AJAIBNYA.COM – Kerajaan Mataram Kuno atau juga yang sering disebut Kerajaan Medang merupakan kerajaan yang bercorak agraris. Tercatat terdapat 3 Wangsa (dinasti) yang pernah menguasai Kerjaan Mataram Kuno yaitu Wangsa Sanjaya, Wangsa Syailendra dan Wangsa Isana.
Wangsa Sanjaya merupakan pemuluk Agama Hindu beraliran Syiwa sedangkan Wangsa Syailendra merupakan pengikut agama Budah, Wangsa Isana sendiri merupakan Wangsa baru yang didirikan oleh Mpu Sindok.
Terdapat dua sumber utama yang menunjukan berdirinya Kerajaan Mataram Kuno, yaiut berbentuk Prasasti dan Candi-candi yang dapat kita temui samapi sekarang ini.
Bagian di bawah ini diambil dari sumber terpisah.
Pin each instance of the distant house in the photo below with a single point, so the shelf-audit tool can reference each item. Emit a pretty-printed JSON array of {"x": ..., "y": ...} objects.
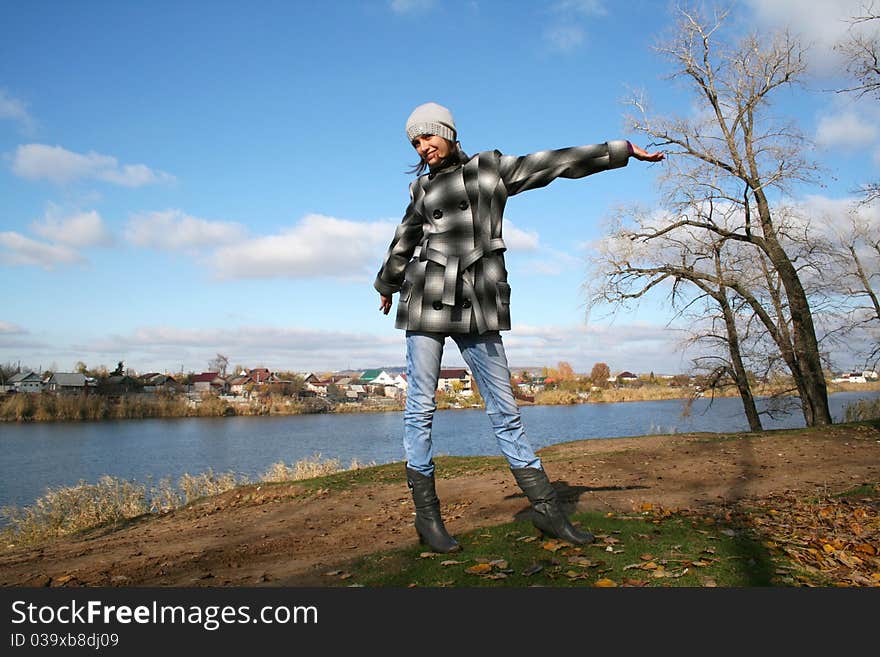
[
  {"x": 26, "y": 382},
  {"x": 69, "y": 383},
  {"x": 208, "y": 382},
  {"x": 851, "y": 377},
  {"x": 238, "y": 385},
  {"x": 119, "y": 385},
  {"x": 316, "y": 384},
  {"x": 260, "y": 375},
  {"x": 377, "y": 378}
]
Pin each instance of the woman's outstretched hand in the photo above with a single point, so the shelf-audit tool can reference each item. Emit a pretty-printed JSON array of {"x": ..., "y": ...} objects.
[{"x": 643, "y": 155}]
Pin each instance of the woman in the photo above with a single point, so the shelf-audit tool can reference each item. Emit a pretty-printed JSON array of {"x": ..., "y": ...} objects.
[{"x": 456, "y": 286}]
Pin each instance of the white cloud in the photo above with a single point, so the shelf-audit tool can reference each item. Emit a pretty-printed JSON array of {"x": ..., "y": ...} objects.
[
  {"x": 638, "y": 346},
  {"x": 173, "y": 230},
  {"x": 15, "y": 110},
  {"x": 59, "y": 165},
  {"x": 517, "y": 239},
  {"x": 319, "y": 246},
  {"x": 564, "y": 38},
  {"x": 845, "y": 130},
  {"x": 21, "y": 250},
  {"x": 410, "y": 6},
  {"x": 586, "y": 7},
  {"x": 81, "y": 229},
  {"x": 299, "y": 349},
  {"x": 8, "y": 328},
  {"x": 821, "y": 23}
]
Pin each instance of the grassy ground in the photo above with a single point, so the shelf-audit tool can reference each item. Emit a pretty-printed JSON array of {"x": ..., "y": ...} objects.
[{"x": 779, "y": 542}]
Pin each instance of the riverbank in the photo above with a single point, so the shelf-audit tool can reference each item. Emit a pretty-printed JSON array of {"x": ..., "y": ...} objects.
[
  {"x": 47, "y": 407},
  {"x": 310, "y": 533}
]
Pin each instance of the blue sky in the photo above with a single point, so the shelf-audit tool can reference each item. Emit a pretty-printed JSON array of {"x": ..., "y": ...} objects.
[{"x": 181, "y": 179}]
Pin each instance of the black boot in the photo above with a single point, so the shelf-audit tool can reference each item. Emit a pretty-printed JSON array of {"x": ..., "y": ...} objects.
[
  {"x": 429, "y": 524},
  {"x": 548, "y": 516}
]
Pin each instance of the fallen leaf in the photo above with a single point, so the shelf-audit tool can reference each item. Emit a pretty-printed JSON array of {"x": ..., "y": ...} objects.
[{"x": 605, "y": 583}]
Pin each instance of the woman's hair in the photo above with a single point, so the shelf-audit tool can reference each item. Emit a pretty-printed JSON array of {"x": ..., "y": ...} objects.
[{"x": 455, "y": 156}]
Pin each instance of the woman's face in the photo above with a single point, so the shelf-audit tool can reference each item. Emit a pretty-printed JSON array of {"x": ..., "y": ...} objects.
[{"x": 433, "y": 149}]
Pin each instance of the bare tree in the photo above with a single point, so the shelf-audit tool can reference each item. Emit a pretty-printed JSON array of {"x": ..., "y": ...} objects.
[
  {"x": 855, "y": 253},
  {"x": 861, "y": 52},
  {"x": 218, "y": 364},
  {"x": 734, "y": 152}
]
Adapun untuk Prasasti, Kerajaan Mataram Kuno meninggalkan beberapa prasasti, diantaranya:
- Prasasti Canggal, ditemukan di halaman Candi Guning Wukir di desa Canggal berangka tahun 732 M. Prasasti Canggal menggunakan huruf pallawa dan bahasa Sansekerta yang isinya menceritakan tentang pendirian Lingga (lambang Syiwa) di desa Kunjarakunja oleh Raja Sanjaya dan disamping itu juga diceritakan bawa yang menjadi raja sebelumnya adalah Sanna yang digantikan oleh Sanjaya anak Sannaha (saudara perempuan Sanna).
- Prasasti Kalasan, ditemukan di desa Kalasan Yogyakarta berangka tahun 778M, ditulis dalam huruf Pranagari (India Utara) dan bahasa Sansekerta. Isinya menceritakan pendirian bangunan suci untuk dewi Tara dan biara untuk pendeta oleh Raja Pangkaran atas permintaan keluarga Syaelendra dan Panangkaran juga menghadiahkan desa Kalasan untuk para Sanggha (umat Budha).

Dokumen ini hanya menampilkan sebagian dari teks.